Recently a client approached me as they regularly had interruptions on their network which was starting to frustrate them. After a short period of monitoring via PRTG it was clear they were suffering periodic bouts of packet loss on the LAN which seemed to peak during working hours and the slow downs were experienced by users across any of the 13 access layer switches.
Packet Loss % for pings on the LAN
A quick show of the spanning-tree details on the core switches shown the “last change occurred” counters being reset every couple of minutes with the originating port changing each time, immediately indicating what I initially thought was a STP loop.
Huge number of topology changes at a high frequency originating from edge ports
After a bit more research I found articles that indicated that while you can normally get away with not using PortFast or BPDU Guard features it can cause headaches in larger networks such as the one at this client. What seemed to be happening was that a Topology Change Notification (TCN) was being flooded every time a device was added or removed from the network causing excess TCN / TCA traffic in combination with a reduction in aging time, exacerbating issues with their already large broadcast domain.

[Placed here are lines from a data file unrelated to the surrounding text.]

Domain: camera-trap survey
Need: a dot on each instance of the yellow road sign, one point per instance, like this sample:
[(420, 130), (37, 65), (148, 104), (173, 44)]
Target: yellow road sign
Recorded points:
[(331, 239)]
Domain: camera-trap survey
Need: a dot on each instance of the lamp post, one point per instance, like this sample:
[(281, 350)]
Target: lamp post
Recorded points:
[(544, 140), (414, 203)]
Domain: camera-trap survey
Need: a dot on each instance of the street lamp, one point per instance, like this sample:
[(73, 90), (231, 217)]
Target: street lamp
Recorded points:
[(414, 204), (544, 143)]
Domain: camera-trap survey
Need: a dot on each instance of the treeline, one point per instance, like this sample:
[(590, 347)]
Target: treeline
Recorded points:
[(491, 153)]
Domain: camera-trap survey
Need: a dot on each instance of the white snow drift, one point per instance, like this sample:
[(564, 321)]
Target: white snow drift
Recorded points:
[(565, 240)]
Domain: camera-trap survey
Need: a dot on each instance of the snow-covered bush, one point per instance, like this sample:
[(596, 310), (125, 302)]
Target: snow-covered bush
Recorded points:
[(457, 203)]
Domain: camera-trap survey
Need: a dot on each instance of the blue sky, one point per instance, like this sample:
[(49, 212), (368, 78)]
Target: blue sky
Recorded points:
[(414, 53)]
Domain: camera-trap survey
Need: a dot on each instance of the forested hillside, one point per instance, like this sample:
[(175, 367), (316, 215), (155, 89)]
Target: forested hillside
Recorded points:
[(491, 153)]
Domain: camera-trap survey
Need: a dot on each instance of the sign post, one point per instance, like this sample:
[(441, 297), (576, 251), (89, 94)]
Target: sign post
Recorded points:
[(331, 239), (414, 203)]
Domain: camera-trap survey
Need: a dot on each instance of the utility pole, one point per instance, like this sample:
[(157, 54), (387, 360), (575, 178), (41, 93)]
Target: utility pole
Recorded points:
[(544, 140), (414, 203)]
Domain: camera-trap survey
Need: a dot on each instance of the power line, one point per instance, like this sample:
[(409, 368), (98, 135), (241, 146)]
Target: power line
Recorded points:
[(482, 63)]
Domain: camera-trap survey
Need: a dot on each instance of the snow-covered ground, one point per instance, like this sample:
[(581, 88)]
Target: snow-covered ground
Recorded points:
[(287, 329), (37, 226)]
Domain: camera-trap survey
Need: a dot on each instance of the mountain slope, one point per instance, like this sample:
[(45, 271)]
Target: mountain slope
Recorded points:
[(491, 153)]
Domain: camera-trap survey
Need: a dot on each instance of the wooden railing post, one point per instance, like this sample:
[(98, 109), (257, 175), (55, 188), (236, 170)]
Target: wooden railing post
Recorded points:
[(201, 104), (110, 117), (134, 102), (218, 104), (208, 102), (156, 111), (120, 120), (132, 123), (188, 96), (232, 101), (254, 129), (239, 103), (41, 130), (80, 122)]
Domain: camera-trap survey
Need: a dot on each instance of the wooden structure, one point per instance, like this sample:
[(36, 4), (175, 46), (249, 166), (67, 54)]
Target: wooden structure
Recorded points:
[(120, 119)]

Another common issue caused by flooding is Spanning-Tree Protocol (STP) Topology Change Notification (TCN). TCN is designed to correct forwarding tables after the forwarding topology has changed. This is necessary to avoid a connectivity outage, as after a topology change some destinations previously accessible via particular ports might become accessible via different ports. TCN operates by shortening the forwarding table aging time, such that if the address is not relearned, it will age out and flooding will occur.
TCNs are triggered by a port that is transitioning to or from the forwarding state. After the TCN, even if the particular destination MAC address has aged out, flooding should not happen for long in most cases since the address will be relearned. The issue might arise when TCNs are occurring repeatedly with short intervals. The switches will constantly be fast-aging their forwarding tables so flooding will be nearly constant.

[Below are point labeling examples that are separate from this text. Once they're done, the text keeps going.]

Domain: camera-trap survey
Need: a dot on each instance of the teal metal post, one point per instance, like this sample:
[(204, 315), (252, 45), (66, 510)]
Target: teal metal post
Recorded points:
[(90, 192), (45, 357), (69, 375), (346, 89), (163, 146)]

Normally, a TCN is rare in a well-configured network. When the port on a switch goes up or down, there is eventually a TCN once the STP state of the port is changing to or from forwarding. When the port is flapping, repetitive TCNs and flooding occurs.
Ports with the STP portfast feature enabled will not cause TCNs when going to or from the forwarding state. Configuration of portfast on all end-device ports (such as printers, PCs, servers, and so on) should limit TCNs to a low amount.
As the client was using trunked ports to the edge devices with no STP protections in place (BPDU Guard or PortFast) I had to remediate this in the short term with the “spanning-tree portfast trunk” command.
Original port configuration with the addition of “spanning-tree portfast trunk”
After issuing this across their switches I’d managed to completely remove the rogue TCNs and eliminate packet loss on the client’s LAN. I also took the opportunity to update all their switches to Rapid PVST to make any future STP convergence much quicker.
Going forward the client will be configured to better use VLANs to reduce the broadcast domain (the client has two subnets existing on VLAN1) together with manual pruning of the VLANs where possible, as well as a cleanse of the switch configurations to use a consistent approach with regular access switch ports with PortFast and BPDUGuard.